7. You Keep Making Excuses to Stay Together
This may sound counterintuitive, but there's a difference between having reasons to stay together and excuses to stay together.
Reasons don't need to be explained normally. They are so obvious that you don't even need to think about it. You love your partner and feel a special bond with them, so you wouldn't need to question your reasons.
Excuses, on the other hand, are exactly what they sound like: stories that you make up to justify why you're still together.
"According to my astrological charts, we belong together. This must be a 10-year rough patch we're going through."
"We can't break up. Then we'll prove all of the naysayers right."
"We have kids. I can't break up the family like that."
Again, all relationships go through ups and downs, and an excuse or two might help you weather a natural storm in your connection. However, if you find yourself making excuse after excuse, year after year, then this is a sign the relationship is over. Chances are, it's been over for longer than you realize, too.
If You Notice These Signs, Does That Mean You Should Give Up?
Maybe you're a little alarmed because your relationship has shown some of these signs of being over and you're not sure how to react. It's normal to be hesitant to throw away a relationship that has lasted for years or even decades. You probably don't want to be like "those people" who give up at the first sign of trouble.
And you know what? There is something to be said for sticking it out. Sometimes relationships go through rocky periods and by seeing the problems through and not giving up too easily, we can learn valuable lessons.

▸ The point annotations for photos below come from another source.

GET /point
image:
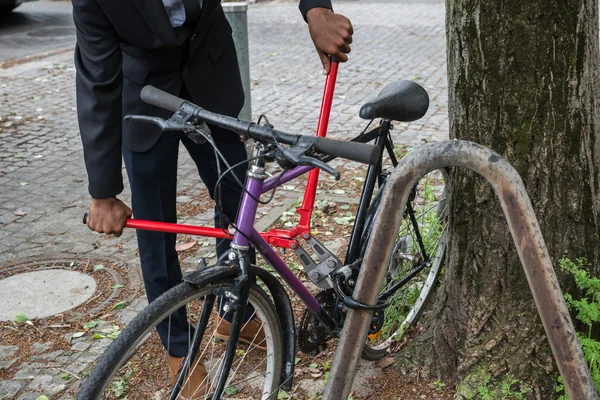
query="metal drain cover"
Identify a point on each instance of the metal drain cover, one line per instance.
(44, 293)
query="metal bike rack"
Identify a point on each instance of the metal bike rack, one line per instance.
(528, 239)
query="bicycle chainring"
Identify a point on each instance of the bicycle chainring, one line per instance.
(312, 336)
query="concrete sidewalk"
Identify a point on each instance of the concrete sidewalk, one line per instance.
(43, 182)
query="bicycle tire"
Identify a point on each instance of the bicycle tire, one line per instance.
(427, 278)
(137, 334)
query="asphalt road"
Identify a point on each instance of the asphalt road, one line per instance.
(36, 28)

The question here is: how long have you had these issues? If you've been wincing at your partner's presence and arguing daily about who forgot to clean the dryer lint for a significant portion of the relationship, then you probably have deep incompatibilities.
Examine these conflicts and try to determine if they can ever be resolved. Sometimes you'll find that too much damage is already done. If you hurt each other's feelings very early in the relationship, for example, then that seed of resentment can live on for a long time.
On the other hand, if you know that your relationship can be great and most of the time you've had a deep, fulfilling connection, then you might just be going through a rough patch. Talk to your partner about what's been going on. Be honest and bring the issues out into the open before they become resolvable.